If someone can find a specific example where directly instantiated primitives produces a demonstrably superior result then I'd like to see it.
I don't think I would ever be able to loosen your dogmatic view that no benefit can be had by using primitives. However, here are some things that might help:
- A 31-page overview of the PicoBlaze/KCPSM design, written by the designer is available at
http://bleyer.org/pacoblaze/picoblaze.pdf which talks about the trade off between architecture and resources may show the designer's original intention. It is not supposed to be portable, it was supposed to take maximum advantage of a given FPGA architecture.
- The design is Xilinx IP, and restricted by its license to only be used on Xilinx devices, so discussing portability to other vendor's FPGAs is a straw man. You are legally not allowed to do this.
- Synthesis tools are ignorant of the H/W layer, and like to do things like replace chains LTU-implemented shift registers, undoing the designers intent of synchronizing signals. Or if they do keep the registers as FFs, it does not put them as close as possible, lowering MTBF - unless you use some-what hit-and-miss vendor specific synthesis attributes.
- When memory blocks are inferred you don't know what they are called, so you can't use tools such as "memtool.exe" to replace memory contents without rebuilding the entire bitstream. As a workaround you can sometimes look at the final design and infer what the memory block was called but that is somewhat of a hack compared with just using a primitive.
- When you infer a 1024x18-bit memory that is initially all zeros it will be optimized away, so there will be no memory block you could push any desired contents into.
- A smaller table of filter constants may end up implemented in LUTs, limiting the performance of DSP blocks because the tools can no longer use dedicated routing paths. (That is unless of course you once again resort to vendor specific synthesis attributes).

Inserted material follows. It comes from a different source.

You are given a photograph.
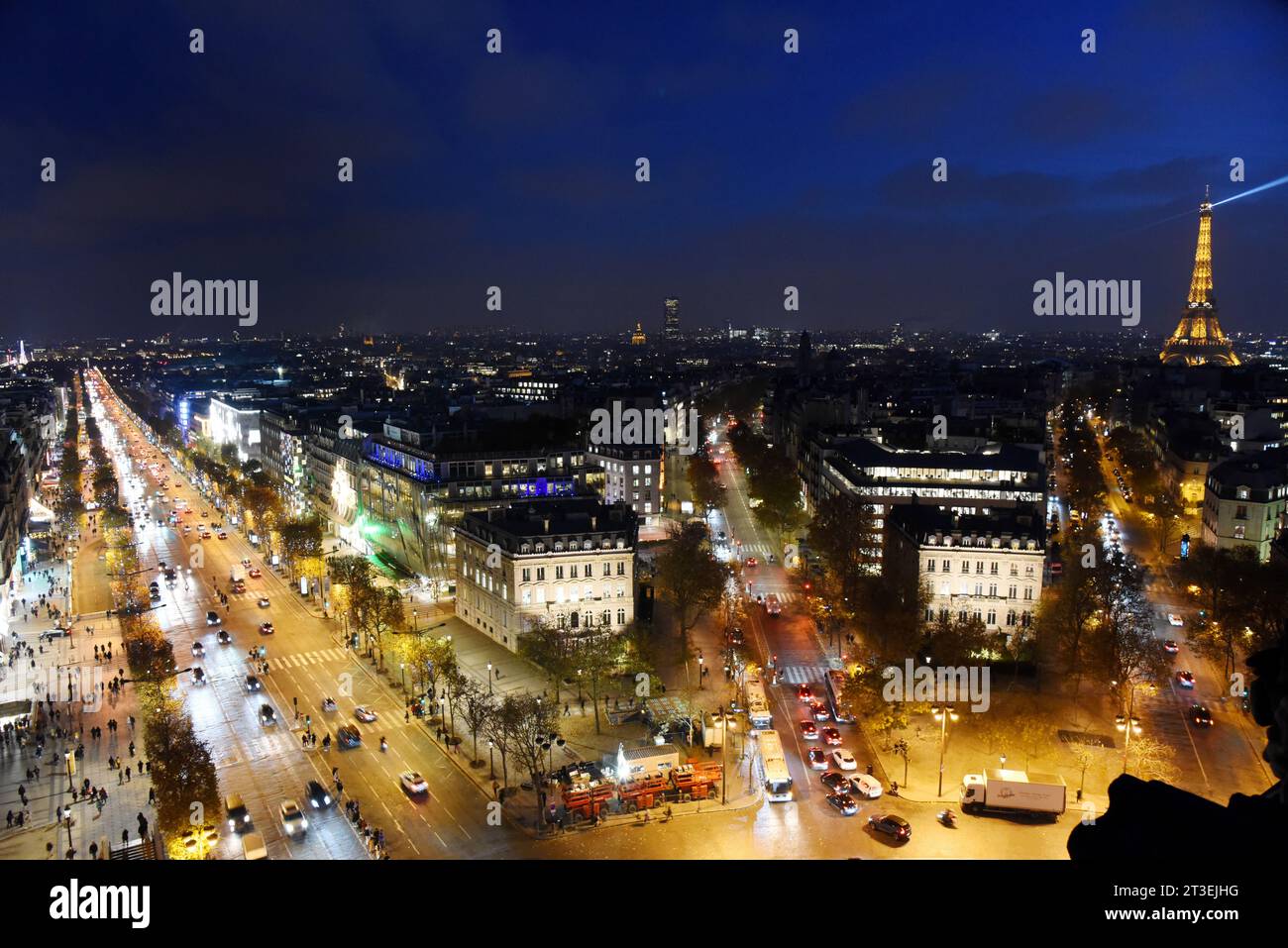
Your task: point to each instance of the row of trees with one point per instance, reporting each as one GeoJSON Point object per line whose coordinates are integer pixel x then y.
{"type": "Point", "coordinates": [519, 727]}
{"type": "Point", "coordinates": [771, 478]}
{"type": "Point", "coordinates": [181, 767]}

- You may explicitly want a chain of flip-flops to be flip-flops, so they can be placed across the die to help with timing. This can have you reaching for vendor-specific compiler settings and once again, vendor specific synthesis attributes.

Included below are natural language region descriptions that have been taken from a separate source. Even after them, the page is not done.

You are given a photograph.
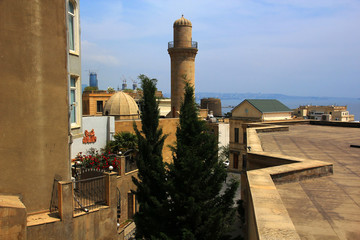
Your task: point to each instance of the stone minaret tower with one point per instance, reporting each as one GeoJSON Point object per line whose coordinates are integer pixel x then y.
{"type": "Point", "coordinates": [182, 53]}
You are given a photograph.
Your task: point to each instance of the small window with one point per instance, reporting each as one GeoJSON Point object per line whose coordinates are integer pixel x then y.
{"type": "Point", "coordinates": [99, 106]}
{"type": "Point", "coordinates": [244, 163]}
{"type": "Point", "coordinates": [236, 135]}
{"type": "Point", "coordinates": [73, 96]}
{"type": "Point", "coordinates": [236, 161]}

- There are perfectly functional designs that can be implemented using primitives and/or manual placement that cannot be correctly inferred. As an extreme example,how about "A 7.4 ps FPGA-Based TDC with a 1024-Unit Measurement Matrix"
https://www.ncbi.nlm.nih.gov/pmc/articles/PMC5424742/....
And just in case you say "but these can all be addressed with synthesis attributes and implementation options" that leaves you in a worse position than using primitives - your design now depends on fine-level details in your build environment, and the correct incantation to use which will be different between vendors, tools and even tool versions.
Why not just build a small library of behavioral descriptions of the missing Xilinx primitives, and then you can build the design on any vendor that lacks them. They are simple enough to model, and if you truly believe what you assert, the result should be the same and still optimal.